Barrow – bowl-barrow, Christianstown, Co. Westmeath

A broad earthen mound rising three metres above the floor of its own encircling ditch, nearly conical in profile despite its name, sits quietly in pastureland in County Westmeath with little to announce its age or significance.

This is a bowl-barrow, a type of prehistoric funerary monument built as a round mound surrounded by a quarry ditch from which the construction material was dug, sometimes with an outer bank beyond. What makes the Christianstown example worth pausing over is not just its scale, spanning roughly 37 metres from east to west, but its condition. Bowl-barrows of this size, well-preserved and retaining legible structural detail across the entire circuit, are not commonplace.

When surveyor David McGuinness examined the monument in 2015, he recorded a mound some 17.7 metres across, steeply sided and with a distinct rounded apex that edges it towards conical rather than bowl-shaped. The flat-based ditch surrounding it runs to widths of over five metres on the northern and southern sides. Beyond the ditch sits an outer bank, best preserved on the eastern side where it rises 1.3 metres above the ditch floor. McGuinness also identified a detail that had been overlooked: several boulders protruding from the mound at a consistent height near original ground level, running from the south-east around to the west. He interpreted these as remnants of a retaining kerb, a ring of stones placed around the base of the mound during construction to hold its edges in place. A scattering of larger stones in the ditch itself appear to be later field clearance rather than original fabric. The mound and bank are composed of very stony earth throughout, a fact made visible on the south-south-east side where livestock sheltering under thorn trees have eroded the surface considerably.

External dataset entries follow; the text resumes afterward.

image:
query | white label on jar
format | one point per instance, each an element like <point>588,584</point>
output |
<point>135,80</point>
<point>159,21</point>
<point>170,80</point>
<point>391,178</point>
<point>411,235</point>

The barrow sits on a low rise at the end of a ridge of undulating glacial drift, the kind of terrain left behind by retreating ice sheets. About 90 metres to the south-south-east lies a kettle-hole lake, a small depression formed when a buried block of glacial ice melted, and a second kettle-hole lake lies further to the north-east. The monument is 1.2 kilometres north of the eastern end of Lough Lene and roughly 2.75 kilometres from the early medieval monastery at Fore, a site with its own considerable history. The proximity of these features to one another says something about how this landscape has drawn human attention across very different periods, even if the connections between them are not direct.